The Nepali police have detained 10 people suspected of charging local youths exorbitant rates for travel visas to Russia, and then sending them to join the Russian military, Reuters reported on Dec. 6, citing a Nepali official.
Nepal urged on Dec. 5 the Russian government to stop recruiting Nepalese citizens into its army, amid growing reports of Nepalese mercenaries being killed while fighting in Ukraine, the Kathmandu Post reported.
The suspects charged unemployed youths up to $9,000 to travel on tourist visas to Russia through the United Arab Emirates (UAE), and "then sent them for illegal recruitment into the Russian army," Kathmandu District Police chief Bhupendra Khatri told Reuters.

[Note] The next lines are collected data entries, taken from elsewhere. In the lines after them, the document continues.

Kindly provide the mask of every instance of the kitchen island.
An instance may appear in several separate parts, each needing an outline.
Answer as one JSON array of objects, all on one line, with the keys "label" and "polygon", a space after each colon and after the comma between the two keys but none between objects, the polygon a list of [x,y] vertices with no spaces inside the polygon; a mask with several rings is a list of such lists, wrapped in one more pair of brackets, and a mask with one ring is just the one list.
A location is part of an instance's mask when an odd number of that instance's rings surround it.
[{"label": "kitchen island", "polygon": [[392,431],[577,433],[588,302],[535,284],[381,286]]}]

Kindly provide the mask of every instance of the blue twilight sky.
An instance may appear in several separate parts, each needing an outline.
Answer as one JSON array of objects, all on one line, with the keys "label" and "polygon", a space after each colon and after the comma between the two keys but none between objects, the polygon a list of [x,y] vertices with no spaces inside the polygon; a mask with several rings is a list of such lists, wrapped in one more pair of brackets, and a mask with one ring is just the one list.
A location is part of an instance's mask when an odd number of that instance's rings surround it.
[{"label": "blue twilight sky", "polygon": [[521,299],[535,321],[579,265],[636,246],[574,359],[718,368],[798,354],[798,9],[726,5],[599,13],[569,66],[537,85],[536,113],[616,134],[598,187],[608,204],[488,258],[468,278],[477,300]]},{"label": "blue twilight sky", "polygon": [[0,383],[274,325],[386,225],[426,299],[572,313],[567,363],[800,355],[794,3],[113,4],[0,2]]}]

Nepal has so far confirmed the deaths of at least six Nepali nationals who were serving in the Russian army in Ukraine, the Kathmandu Post earlier reported.
The government lacks accurate data on how many of its citizens are currently fighting for Russia, but Milan Raj Tuladhar, the Nepalese ambassador to Moscow, told the Kathmandu Post that up to 200 have served in the Russian army.
"We have urged the Russian government to discourage entry and recruitment of Nepali nationals," Tuladhar said.
Tuladhar has also asked the Nepal government "to take stringent measures to curb smuggling of Nepali citizens to Russia."
Kathmandu District Police chief Bhupendra Khatri told Reuters that the detentions were part of a "case of human smuggling" and "organized crime."
Khatri said that "we are discussing with the government lawyers about the case and will produce them to the court," according to Reuters.
The case mirrors that of Cuba, which in September uncovered a human trafficking ring aimed at recruiting people to fight for Russia in Ukraine.
The U.K.'s Defense Ministry reported in September that Russia was trying to recruit foreigners and migrant workers to avoid announcing another mobilization drive before the presidential elections, which are to be held in 2024.